Chris Redfern Moneycorp

Sterling reached an important milestone on Wednesday when the pound touched €1.4250.

It had been supported around there in 2005, 2006 and 2007. When it eventually broke down through that support in late 2007, it went on to fall another 40 cents. It took seven years to recover to €1.30 and when it did, two and a half months ago, the old support became the new objective.

And when it got there it reacted in time-honoured fashion: it dropped back.

There was a similar reversal for the US dollar on Thursday. A growing chorus of pundits had begun - somewhat belatedly, it must be said - to predict that the euro would fall to parity with the dollar. It was such an obvious target that the world and his wife were short of the euro.

In the event, a number of them decided not to hold out for the last inch: When it got down to $1.05 they opted to take their profits. Seeing the euro stop dead, others decided to join them and the dollar rebounded as they bought back their short positions.

The big question now, therefore, is whether the euro's rebound against the pound and the dollar means a reversal of its downward trend or if it is simply a correction which will in due course give way to another downward leg.

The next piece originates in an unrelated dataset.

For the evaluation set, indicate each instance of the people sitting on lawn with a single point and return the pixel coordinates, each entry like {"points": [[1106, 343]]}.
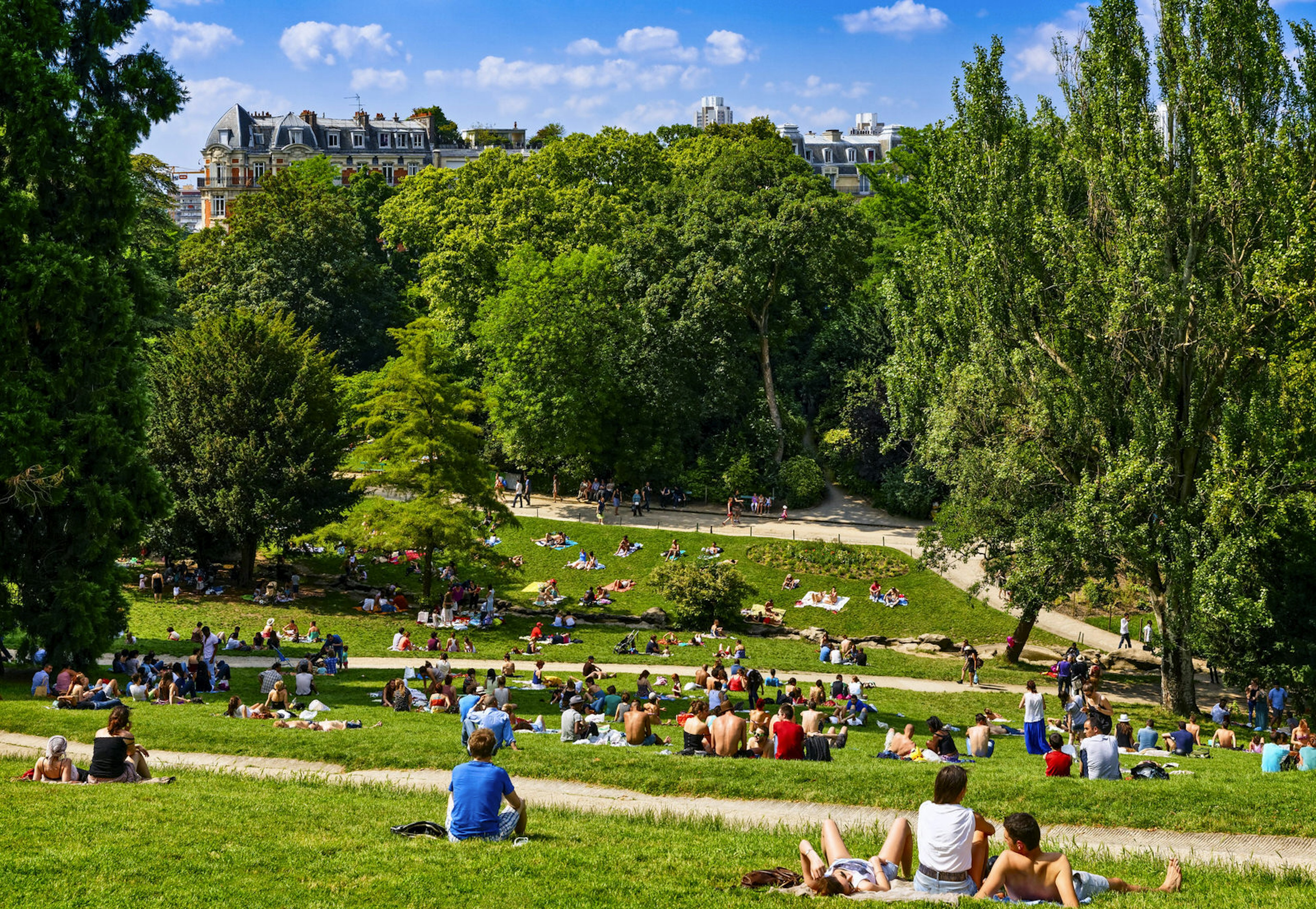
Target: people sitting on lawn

It is pointless to guess which will turn out to be the case. It is not pointless, however, for would-be buyers of the euro to consider carefully whether its current levels present an opportunity. A 12-year low against the dollar and a seven-year low against sterling are not to be sniffed at. Yes, it is likely that the euro will resume its decline. But when, and what will happen in the meantime? Butter today or jam tomorrow?